- In India the benchmark for measuring headline inflation is WPI (Wholesale price index), which is released every Thursday by the Department of Industrial Policy & Promotion (DIPP) under Ministry of Commerce & Industry.
- As a consumer you and me are more impacted by the CPI (Consumer Price Index), generally CPI follows WPI with a lag effect, that is retail prices start falling at a later stage as compared to wholesale prices.
- The WPI figures released every week, that haunt the headlines, must be taken with a pinch of salt. They represent the growth in inflation rate on a year to year(YOY) basis, so are influenced by the base inflation rate. In India the WPI during November 2007 was only 3.4%, so the low base effect makes the comparison look absurd.
- The composition of WPI is loaded towards manufactured articles which account for 64% of the weightage, food articles and fuel & lubricant catagories account for 22% and 14% respectively. Whereas the CPI carries a weightage of over 50% for Primary articles.
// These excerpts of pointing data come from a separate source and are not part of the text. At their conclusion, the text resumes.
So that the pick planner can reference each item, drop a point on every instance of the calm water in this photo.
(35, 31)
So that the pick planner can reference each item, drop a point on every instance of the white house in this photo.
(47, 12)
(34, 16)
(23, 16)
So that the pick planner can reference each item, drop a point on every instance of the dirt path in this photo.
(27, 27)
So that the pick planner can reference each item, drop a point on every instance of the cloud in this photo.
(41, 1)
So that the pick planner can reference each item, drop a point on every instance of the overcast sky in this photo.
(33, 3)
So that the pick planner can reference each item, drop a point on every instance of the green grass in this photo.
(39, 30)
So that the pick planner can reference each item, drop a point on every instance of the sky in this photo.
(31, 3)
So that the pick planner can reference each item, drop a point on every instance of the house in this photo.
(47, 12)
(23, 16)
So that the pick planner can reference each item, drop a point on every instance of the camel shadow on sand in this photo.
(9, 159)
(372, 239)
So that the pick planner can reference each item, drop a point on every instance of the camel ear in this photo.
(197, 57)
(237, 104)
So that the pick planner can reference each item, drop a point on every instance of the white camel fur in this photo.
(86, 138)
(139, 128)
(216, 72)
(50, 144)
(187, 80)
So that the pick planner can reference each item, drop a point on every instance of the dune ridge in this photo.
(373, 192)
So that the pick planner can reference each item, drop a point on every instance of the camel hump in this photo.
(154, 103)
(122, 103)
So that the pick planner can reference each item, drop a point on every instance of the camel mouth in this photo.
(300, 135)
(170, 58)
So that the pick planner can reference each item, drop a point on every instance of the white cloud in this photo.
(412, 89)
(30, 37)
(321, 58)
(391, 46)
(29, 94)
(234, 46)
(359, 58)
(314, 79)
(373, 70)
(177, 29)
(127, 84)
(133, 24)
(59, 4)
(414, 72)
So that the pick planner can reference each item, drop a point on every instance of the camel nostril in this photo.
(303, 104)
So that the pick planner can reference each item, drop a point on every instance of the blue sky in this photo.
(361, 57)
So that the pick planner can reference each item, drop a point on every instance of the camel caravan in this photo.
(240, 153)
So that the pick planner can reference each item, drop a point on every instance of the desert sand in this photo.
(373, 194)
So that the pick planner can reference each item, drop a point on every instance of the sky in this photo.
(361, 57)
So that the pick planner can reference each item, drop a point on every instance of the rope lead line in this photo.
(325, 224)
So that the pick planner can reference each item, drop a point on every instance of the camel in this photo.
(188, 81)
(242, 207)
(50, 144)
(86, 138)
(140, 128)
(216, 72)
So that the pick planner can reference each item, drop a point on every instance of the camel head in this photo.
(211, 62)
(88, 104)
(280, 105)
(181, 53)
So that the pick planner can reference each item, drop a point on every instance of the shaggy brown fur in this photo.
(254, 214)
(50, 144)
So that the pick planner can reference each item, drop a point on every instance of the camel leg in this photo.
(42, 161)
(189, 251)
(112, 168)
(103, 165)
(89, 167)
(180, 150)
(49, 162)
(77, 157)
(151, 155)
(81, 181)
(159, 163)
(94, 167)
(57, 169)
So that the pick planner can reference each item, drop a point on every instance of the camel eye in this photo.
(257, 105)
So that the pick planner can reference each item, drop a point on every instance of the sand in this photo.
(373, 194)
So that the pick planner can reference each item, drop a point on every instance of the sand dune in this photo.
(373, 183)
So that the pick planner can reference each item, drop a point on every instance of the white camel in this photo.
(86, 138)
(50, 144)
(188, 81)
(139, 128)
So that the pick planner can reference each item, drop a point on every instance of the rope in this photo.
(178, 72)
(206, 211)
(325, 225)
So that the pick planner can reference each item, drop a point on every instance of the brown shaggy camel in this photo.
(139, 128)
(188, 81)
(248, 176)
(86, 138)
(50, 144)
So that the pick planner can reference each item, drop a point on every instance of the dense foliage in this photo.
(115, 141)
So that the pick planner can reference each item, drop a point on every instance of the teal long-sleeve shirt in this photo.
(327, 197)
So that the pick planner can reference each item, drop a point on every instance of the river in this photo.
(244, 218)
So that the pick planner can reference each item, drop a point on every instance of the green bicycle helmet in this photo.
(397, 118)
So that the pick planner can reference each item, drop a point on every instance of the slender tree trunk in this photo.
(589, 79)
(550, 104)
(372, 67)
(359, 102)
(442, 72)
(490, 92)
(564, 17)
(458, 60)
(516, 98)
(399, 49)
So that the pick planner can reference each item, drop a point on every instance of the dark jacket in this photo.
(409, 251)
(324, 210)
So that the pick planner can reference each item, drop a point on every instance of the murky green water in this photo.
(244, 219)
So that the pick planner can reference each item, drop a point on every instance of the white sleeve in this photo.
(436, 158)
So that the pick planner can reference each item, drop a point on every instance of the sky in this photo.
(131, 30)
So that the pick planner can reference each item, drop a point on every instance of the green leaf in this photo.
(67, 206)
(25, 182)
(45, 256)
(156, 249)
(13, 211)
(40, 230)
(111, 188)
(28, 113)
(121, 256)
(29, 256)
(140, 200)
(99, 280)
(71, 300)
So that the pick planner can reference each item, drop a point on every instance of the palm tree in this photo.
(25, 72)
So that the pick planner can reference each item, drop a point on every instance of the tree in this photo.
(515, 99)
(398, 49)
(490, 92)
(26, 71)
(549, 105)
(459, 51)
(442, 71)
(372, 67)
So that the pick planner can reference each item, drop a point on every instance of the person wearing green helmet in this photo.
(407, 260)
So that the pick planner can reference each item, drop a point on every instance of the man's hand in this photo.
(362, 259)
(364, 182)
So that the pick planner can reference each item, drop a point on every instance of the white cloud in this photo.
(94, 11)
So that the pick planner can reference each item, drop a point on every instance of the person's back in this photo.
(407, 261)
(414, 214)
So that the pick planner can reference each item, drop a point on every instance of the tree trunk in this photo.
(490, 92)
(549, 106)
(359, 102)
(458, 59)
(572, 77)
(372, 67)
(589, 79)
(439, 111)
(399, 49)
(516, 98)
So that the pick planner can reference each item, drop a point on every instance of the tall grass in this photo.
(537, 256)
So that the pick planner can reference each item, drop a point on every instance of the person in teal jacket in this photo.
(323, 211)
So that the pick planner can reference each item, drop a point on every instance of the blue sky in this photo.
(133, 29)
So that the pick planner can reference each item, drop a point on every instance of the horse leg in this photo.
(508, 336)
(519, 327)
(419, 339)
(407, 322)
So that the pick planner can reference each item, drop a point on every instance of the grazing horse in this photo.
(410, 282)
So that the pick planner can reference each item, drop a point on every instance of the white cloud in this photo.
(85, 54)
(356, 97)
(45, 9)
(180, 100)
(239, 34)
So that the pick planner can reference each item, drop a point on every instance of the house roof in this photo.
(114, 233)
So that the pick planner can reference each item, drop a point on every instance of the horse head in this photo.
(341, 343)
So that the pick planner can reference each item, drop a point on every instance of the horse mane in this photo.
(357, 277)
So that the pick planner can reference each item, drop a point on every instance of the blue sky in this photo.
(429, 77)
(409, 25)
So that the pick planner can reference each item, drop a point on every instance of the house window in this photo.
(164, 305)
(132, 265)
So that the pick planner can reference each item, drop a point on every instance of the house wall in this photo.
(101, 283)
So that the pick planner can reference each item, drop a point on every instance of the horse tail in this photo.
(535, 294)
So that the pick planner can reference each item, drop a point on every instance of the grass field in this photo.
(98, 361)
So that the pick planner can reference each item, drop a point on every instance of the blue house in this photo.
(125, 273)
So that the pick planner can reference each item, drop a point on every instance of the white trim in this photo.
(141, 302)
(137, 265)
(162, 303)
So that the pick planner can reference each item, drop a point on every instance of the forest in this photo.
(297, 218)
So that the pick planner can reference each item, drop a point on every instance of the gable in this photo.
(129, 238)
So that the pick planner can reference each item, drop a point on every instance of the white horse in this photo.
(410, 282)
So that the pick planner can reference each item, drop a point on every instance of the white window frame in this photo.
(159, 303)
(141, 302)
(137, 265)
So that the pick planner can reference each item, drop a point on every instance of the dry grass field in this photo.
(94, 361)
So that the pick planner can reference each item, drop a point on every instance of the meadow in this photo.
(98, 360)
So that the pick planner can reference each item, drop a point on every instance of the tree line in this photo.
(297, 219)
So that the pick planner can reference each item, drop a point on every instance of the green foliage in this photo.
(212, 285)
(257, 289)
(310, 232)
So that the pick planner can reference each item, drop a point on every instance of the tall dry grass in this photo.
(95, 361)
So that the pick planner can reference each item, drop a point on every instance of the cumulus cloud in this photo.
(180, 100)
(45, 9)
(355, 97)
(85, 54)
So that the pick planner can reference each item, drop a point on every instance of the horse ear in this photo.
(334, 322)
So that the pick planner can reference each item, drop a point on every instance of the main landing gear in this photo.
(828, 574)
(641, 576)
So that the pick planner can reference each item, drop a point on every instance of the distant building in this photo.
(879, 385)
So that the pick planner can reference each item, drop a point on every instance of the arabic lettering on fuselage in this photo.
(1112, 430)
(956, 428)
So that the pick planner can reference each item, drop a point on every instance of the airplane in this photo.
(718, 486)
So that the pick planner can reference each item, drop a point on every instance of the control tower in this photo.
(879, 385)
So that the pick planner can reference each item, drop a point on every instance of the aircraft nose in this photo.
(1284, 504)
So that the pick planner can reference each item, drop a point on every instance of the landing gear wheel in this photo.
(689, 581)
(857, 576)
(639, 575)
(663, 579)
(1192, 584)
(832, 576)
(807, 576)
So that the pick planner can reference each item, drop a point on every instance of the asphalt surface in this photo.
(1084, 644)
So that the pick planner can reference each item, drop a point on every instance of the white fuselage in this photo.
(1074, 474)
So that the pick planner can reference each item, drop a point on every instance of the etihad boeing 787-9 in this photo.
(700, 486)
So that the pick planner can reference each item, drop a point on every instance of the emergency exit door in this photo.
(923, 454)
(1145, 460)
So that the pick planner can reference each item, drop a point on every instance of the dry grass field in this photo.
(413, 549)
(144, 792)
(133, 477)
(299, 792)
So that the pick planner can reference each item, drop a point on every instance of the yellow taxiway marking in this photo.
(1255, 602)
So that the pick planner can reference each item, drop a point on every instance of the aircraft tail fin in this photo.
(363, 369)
- The sharp fall in inflation figures on a week on week basis, as on 1st November 2008, is due to the sharp decline in commodity prices especially steel goods, and the sharp decline in price of unadministered petroleum goods such as Naphtha and Aviation Turbine Fuel (ATF)
- If the Govt decides to reduce the price of Petrol and Diesel marginally, as is being widely anticipated, the WPI will fall below the 8% levels soon.
- The spike in inflation in the past few months was due to international factors, namely the 'commodity bubble', which has burst leading to the sharp decline in inflation numbers. Authorities in India extended the inflation argument to the extreme and have stifled the economic growth in the bargain.
- The collection of inflation data also leaves a lot to be desired, the Govt. machinery is inept in collating the figures realistically leading to distortions. That is why the provisional figures released are revised on a regular basis.
All said and done the WPI continues to decide the policy of the Govt. of India as well as RBI. In that sense this current fall is significant: it signals a softer interest rate regime, forcing the RBI to reduce Repo/ Reverse Repo rate shortly. This will reduce the interest burden on the companies, thereby improving their profitability. But the result will be seen from the Quarter ending March 2009, the results for Quarter ending December 2008 are likely to be depressed. The markets may initially cheer the good news. The fact to be appreciated is, that the long term India story still remains good despite the forecasts of a severe slowdown, but then forecasting in these tubulent times is fraught with a lot of risk.
Remember, Merril Lynch who forecasted Indian stock market (BSE sensex) to rise to 25000, when the index was around 20000 in December 2007, Merril Lynch itself got lynched in the process. Investors should, therefore, think long term and not get bothered by the whole lot of data dished out at regular intervals, who knows the fairness of the data. The real economy is much more than just a few sets of figures!